Here are some things that are confirmed not to cause this issue:
- VE always asks content with stash=true
- VE sends the appropriate If-Match header when POSTing
- If RB responds with a 404 for html2wt the contents is not present in Cassandra under title:rev:tid in the stash bucket
- When RB gets the HTML, for some reason it returns the ETag of the full response instead of the one under which it stores it in the stash bucket, but, if the logs are to be trusted, these ETags never differ.

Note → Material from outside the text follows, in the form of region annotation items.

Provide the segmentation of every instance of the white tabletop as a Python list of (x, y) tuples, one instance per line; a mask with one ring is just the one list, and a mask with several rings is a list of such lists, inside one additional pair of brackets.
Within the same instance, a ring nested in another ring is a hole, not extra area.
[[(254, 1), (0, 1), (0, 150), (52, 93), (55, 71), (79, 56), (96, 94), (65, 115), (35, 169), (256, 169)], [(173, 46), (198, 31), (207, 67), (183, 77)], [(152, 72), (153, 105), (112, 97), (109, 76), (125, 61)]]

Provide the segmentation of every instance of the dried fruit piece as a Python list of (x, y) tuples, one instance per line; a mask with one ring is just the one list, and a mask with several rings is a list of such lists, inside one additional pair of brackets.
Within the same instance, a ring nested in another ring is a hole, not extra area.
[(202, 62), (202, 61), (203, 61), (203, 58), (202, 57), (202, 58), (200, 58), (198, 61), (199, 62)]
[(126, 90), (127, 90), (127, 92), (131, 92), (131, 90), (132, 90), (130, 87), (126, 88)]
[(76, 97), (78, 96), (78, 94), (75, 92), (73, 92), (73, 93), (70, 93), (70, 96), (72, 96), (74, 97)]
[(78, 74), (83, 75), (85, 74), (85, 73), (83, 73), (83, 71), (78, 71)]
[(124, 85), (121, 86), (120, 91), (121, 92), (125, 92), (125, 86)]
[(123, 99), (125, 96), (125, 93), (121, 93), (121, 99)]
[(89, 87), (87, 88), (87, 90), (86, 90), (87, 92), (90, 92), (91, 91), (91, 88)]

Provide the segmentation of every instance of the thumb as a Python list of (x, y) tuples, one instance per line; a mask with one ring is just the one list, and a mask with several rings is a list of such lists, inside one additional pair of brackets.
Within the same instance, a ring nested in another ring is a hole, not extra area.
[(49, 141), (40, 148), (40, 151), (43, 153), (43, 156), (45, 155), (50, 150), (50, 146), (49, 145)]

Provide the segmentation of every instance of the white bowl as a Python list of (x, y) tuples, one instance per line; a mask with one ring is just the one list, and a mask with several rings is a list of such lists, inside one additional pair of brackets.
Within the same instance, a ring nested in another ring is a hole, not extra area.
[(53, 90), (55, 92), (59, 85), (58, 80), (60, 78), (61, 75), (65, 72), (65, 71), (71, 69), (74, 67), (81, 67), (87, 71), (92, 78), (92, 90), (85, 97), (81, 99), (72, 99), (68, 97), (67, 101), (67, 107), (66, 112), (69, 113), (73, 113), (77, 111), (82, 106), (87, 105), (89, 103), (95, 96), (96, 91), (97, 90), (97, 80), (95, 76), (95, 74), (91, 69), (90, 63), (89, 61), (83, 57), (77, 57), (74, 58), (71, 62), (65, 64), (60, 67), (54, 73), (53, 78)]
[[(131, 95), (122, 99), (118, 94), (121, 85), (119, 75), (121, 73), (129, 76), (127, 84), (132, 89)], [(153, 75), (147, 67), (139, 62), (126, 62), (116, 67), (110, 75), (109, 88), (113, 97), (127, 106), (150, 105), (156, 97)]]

Here's an illustrative example for TID [96ca91a0-e9d3-11e9-b260-611ef1df68a5](https://logstash.wikimedia.org/goto/20c95dd0d3b062cdbb5fca06b2b33dfa):
- VE requests Draft:Sandbox to which RB replies with a 200 with the appropriate headers
- 8 seconds later VE POSTs to transform the HTML, but RB responds with a 404 because it can't find the stashed content
While I was trying to reproduce the error myself (without success), I noticed a very weird thing. I edited my user sandbox twice in a row with VE and successfully saved both revisions and then started a third edit. However, when I went to look into Cassandra, the first stash was not there any more:
cassandra@cqlsh:enwiki_T_parsoidd3o5Dn1wcj_Xve2tXe4_rtmeWSU> select key, tid, ttl(value) from data where "_domain" = 'en.wikipedia.org' and key = 'User:Mobrovac-WMF/sandbox:920061681:d43dc630-e904-11e9-8729-8b9cbd78a8be'; key | tid | ttl(value) -----+-----+------------ (0 rows) cassandra@cqlsh:enwiki_T_parsoidd3o5Dn1wcj_Xve2tXe4_rtmeWSU> select key, tid, ttl(value) from data where "_domain" = 'en.wikipedia.org' and key = 'User:Mobrovac-WMF/sandbox:920237028:36a81d00-e9cf-11e9-ade6-3b8b9ff9d123'; key | tid | ttl(value) --------------------------------------------------------------------------+--------------------------------------+------------ User:Mobrovac-WMF/sandbox:920237028:36a81d00-e9cf-11e9-ade6-3b8b9ff9d123 | 380eb1e0-e9cf-11e9-a24d-d79af64c7434 | 84190 (1 rows)